To review the results of the authors’ most recent 100 consecutive cases of transcervical thymectomy for myasthenia gravis (MG) in terms of complications and outcome in comparison with other reported techniques.

Summary Background Data

Myasthenia gravis is believed to be an autoimmune disorder characterized by increasing fatigue with exertion. The role of thymectomy in the management of the disease remains unproven, but there is widespread acceptance of the notion that complete thymectomy improves the course of the disease. Complete excision of the thymus is the goal in all cases; however, the best technique to achieve complete thymectomy remains controversial. The authors favor a transcervical approach through a small collar incision aided by a specially designed sternal retractor. Others prefer a transsternal, a combined transcervical and transsternal (“maximal”), or a video-assisted thoracoscopic surgical approach.

Methods

A retrospective review of the authors’ most recent 100 consecutive transcervical thymectomies for nonthymoma-associated MG was performed using medical records and telephone interviews. Patients’ symptoms were graded before surgery and at the most recent (within the last 6 months) postoperative time point, using the modified Osserman classification: 0 = asymptomatic, 1 = ocular signs and symptoms, 2 = mild generalized weakness, 3 = moderate generalized weakness, bulbar dysfunction, or both, and 4 = severe generalized weakness, respiratory dysfunction, or both.

Results

There were 61 female patients and 39 male patients with a mean age of 38 years (range, 14 to 84). The median hospital stay was 1 day. There were no deaths and no significant complications.

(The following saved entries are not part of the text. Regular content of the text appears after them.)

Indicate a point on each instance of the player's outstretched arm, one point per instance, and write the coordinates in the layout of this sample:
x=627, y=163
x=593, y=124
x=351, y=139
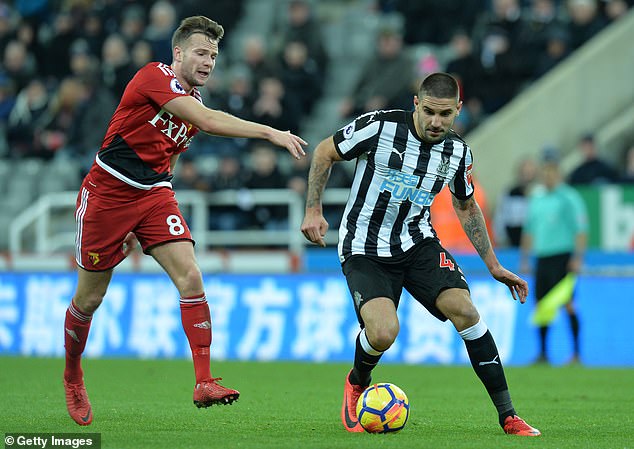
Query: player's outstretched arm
x=315, y=225
x=472, y=221
x=220, y=123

Seventy-eight patients who had undergone surgery >12 months ago were available for analysis. In these patients, with a mean follow-up time of 5 years (median 5.3; range, 12 months to 10 years), the median preoperative Osserman grade improved from 3.0 (mean 2.73) before surgery to 1.0 after surgery (mean 0.94).

Conclusions

The transcervical approach for thymectomy for the treatment of MG produces results similar to those of other surgical approaches, with the added benefits of shortened hospital stay, decreased complications, reduced cost, and broader physician and patient acceptance of surgical treatment.